The truth of it is that only half the restaurant is in the original Homer Cafe spot, with its bird Lamborghini, old bones, and pressed tin ceiling panels reclaimed from an old church in rural Ontario. The other half is in the freshly constructed Beasley (connected by a short staircase). This half will see a 40 seat lounge sporting a good looking bar with wood paneling salvaged from a 1900 butcher shop in the American Midwest. Up a few steps beyond is an elevated private room with beautiful swing out windows sourced from an old mill, circa 1910. From what I’ve been told, the bar will serve 5 craft beers on tap (plenty more in bottles), plus a wine and cocktail program on the same scale as Tableau. The design is a collaborative effort between Linus Lam, Denise Liu and Craig Stanghetta.
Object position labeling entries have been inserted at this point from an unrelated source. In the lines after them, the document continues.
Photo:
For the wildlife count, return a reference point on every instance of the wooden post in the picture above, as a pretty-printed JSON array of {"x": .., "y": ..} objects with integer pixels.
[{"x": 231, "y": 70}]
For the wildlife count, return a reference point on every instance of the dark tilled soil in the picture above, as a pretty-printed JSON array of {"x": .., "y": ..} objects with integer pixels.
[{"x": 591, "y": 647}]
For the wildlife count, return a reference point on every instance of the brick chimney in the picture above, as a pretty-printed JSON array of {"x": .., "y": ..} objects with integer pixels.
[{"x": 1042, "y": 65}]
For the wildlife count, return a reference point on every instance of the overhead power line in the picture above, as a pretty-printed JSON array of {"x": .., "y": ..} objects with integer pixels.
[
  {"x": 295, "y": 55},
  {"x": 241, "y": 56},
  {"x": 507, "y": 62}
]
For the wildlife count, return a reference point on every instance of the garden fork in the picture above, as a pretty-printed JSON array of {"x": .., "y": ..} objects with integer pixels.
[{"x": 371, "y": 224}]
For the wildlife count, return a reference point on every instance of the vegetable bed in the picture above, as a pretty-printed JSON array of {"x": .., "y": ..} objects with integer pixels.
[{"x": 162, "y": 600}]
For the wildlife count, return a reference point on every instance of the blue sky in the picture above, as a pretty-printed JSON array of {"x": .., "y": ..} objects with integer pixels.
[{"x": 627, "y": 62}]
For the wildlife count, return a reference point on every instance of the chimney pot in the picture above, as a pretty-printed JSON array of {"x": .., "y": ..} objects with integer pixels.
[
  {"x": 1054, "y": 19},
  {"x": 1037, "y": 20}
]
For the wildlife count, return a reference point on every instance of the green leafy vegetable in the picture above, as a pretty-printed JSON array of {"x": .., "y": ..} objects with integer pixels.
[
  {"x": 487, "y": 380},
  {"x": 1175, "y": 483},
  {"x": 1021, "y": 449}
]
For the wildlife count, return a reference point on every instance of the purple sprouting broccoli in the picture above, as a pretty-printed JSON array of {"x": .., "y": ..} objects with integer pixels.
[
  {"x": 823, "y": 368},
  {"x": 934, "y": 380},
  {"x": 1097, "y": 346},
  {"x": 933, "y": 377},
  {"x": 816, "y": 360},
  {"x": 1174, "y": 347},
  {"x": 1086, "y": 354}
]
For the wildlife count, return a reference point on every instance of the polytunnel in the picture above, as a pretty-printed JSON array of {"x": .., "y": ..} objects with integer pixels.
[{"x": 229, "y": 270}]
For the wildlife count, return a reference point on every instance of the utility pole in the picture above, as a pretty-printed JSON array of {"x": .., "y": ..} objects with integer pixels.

I’m looking forward to this one, and not just because I’m a big fan of Tableau and chefs Choquette and Jordan. I dig all the rooms that have so far been designed by Craig Stanghetta (see Pidgin, Revolver, etc) and love what Denise and Linus do for Vancouver with Artsy Dartsy. The good folks at Glasfurd & Walker (see Meat & Bread, Wildebeest, etc) are pretty well known for only ever working with sure things, and I like the location, especially how it will see a 20 seat covered/heated patio away from the madding crowd. It’s not on Yaletown’s main chain restaurant-crowded thoroughfares (Mainland & Hamilton), and with prices in the $10-$25 range, I know I’ll be getting good bang for that buck. If there is any weakness to the Homer St. Cafe & Bar, I think an argument could be made against the name, which exhibits all the imagination of a chair leg. Alas, what’s in a name when there are 36 spinning birds, slowly browning, rubbed with all manner of deliciousness and dripping, dripping, dripping…wait…what was the question again?